Five Questions for St. Mark’s Bookshop
Recent press has spotlighted a lease negotiation between St. Mark’s Bookshop, the independent bookstore on Third Avenue between 8th and 9th Streets and its lease holder, the Cooper Union. St. Mark’s Bookshop won a 2007 Village Award for providing specialized titles in a community-friendly atmosphere for over thirty years. As one of our truly special Village places, we thought we would take this opportunity to spotlight the store. Terry McCoy and Bob Contant, owners of St. Mark’s, answer our most pressing questions.
St. Mark’s Bookshop has been in business since 1977. You must have seen a lot of changes in the neighborhood over the years. What’s the biggest change that stands out for you?
The biggest change is the demise of affordable housing—young people starting out in the arts cannot afford to live here.
St. Mark’s Bookshop offers off-beat periodicals, journals, and small press books – many titles you won’t find in other bookstores. What influenced your decision to stock the less conventional?
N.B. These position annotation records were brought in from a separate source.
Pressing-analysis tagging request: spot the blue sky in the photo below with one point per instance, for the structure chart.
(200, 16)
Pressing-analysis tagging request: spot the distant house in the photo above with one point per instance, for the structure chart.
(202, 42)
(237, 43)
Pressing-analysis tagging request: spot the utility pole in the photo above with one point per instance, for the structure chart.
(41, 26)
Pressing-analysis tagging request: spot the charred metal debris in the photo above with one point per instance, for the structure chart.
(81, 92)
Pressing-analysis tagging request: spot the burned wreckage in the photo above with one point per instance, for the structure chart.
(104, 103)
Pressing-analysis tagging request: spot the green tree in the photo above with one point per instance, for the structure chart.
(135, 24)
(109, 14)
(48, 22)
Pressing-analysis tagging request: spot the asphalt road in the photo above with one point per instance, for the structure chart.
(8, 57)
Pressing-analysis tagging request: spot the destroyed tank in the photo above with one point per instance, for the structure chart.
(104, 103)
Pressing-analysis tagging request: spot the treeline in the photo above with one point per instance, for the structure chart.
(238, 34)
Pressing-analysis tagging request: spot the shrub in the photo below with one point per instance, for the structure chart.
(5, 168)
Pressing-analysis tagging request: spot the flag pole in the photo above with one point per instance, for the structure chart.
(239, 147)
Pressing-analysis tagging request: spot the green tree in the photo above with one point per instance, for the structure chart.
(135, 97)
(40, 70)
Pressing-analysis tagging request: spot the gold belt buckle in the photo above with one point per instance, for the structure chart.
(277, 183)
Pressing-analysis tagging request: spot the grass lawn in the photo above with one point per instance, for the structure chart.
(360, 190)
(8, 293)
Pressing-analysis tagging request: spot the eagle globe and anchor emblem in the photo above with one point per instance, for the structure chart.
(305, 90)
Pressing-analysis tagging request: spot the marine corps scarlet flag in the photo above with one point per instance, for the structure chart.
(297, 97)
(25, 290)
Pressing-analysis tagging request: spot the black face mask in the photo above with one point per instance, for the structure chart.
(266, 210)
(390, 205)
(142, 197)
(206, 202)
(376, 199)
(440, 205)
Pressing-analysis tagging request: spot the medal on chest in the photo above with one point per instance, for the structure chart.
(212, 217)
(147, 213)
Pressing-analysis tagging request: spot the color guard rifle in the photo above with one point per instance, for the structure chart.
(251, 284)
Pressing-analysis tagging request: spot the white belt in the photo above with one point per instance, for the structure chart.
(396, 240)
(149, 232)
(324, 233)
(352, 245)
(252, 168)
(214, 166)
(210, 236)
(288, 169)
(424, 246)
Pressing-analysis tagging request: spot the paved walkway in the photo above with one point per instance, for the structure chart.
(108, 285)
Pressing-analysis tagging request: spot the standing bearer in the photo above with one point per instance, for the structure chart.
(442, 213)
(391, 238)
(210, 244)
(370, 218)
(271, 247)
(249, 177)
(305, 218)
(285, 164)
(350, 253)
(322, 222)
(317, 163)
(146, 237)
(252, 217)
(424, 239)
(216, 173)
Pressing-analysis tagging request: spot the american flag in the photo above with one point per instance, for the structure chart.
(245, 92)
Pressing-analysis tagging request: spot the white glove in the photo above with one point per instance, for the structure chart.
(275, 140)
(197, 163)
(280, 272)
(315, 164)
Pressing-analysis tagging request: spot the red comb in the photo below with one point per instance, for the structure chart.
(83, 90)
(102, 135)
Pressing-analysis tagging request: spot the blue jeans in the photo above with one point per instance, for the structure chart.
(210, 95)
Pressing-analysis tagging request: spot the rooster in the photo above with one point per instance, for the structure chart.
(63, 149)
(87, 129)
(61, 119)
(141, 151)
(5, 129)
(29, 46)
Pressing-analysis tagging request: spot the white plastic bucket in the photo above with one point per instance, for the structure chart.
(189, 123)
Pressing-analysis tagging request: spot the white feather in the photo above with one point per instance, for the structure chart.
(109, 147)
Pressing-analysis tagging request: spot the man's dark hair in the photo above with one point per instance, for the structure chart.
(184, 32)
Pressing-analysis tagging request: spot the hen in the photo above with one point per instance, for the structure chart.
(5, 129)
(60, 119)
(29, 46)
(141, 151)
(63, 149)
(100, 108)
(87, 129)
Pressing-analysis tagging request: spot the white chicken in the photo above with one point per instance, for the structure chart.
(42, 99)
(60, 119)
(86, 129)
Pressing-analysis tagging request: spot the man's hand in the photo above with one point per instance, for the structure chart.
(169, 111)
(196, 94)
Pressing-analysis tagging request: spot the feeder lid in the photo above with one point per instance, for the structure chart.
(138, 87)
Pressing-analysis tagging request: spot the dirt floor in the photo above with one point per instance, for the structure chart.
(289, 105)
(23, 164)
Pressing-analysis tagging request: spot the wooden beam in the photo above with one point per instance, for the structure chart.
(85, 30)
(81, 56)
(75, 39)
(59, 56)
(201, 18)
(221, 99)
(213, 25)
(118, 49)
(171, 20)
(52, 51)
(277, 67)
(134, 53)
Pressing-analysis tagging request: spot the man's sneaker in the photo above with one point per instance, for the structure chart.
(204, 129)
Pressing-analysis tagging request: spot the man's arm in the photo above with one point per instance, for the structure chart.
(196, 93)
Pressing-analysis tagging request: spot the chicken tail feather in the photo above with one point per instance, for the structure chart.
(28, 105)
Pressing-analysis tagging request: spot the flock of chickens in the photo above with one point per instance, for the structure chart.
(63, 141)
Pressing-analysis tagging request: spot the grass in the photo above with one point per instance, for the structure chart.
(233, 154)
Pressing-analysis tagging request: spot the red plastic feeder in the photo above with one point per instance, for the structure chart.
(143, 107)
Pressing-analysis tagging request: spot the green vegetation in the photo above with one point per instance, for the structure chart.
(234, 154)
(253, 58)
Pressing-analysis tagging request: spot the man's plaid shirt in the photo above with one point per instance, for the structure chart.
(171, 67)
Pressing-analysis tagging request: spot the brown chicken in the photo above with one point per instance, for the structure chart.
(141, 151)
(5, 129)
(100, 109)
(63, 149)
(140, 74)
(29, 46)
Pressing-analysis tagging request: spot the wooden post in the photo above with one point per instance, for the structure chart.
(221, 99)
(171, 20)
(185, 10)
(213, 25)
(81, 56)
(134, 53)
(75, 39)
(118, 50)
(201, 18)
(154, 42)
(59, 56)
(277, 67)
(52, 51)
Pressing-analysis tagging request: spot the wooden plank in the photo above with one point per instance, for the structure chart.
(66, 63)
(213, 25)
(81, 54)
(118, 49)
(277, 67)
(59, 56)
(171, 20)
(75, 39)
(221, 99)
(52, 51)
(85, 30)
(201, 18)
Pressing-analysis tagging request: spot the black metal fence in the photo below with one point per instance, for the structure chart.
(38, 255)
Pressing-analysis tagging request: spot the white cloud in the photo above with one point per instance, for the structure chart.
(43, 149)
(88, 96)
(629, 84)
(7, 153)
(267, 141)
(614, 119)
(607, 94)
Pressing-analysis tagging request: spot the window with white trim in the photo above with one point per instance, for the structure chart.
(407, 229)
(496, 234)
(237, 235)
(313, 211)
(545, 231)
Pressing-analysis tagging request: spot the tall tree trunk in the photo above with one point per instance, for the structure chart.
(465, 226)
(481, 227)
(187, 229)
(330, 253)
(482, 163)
In 1977, bookstores in the Village were plentiful. To set ourselves apart, we created niche markets in philosophy, poetry, small press literature, politics, and critical theory. Our clientele expects to find the latest intellectual trends represented.
What’s one of the biggest challenges for an independent bookstore today?
Maintaining its identity. Responding to electronic media. Providing full service to its customers.
What is your favorite place in the Village (besides your store, of course)?
St. Mark’s Church in-the-Bowery – home to many arts projects. (Editor’s note: The church is one of our favorite places too. GVSHP’s offices are located in the Neighborhood Preservation Center, the historic Ernest Flagg Rectory at the St. Mark’s Church in-the-Bowery landmark site. In addition, the Church was awarded a Village Award in 1993.)
We know how important this store is to the community. What does your location mean to you?
Our location provides us with high visibility. We’re at the crossroads of Cooper Union and New York University. We’re also a block or two from major subway lines. And we’re at the gateway to the historic arts scene of the East Village.
St. Mark’s Bookshop is a wonderful asset to the Village. If you agree, stop in the store and make a purchase. Our small, independent shops need us as much as we need them.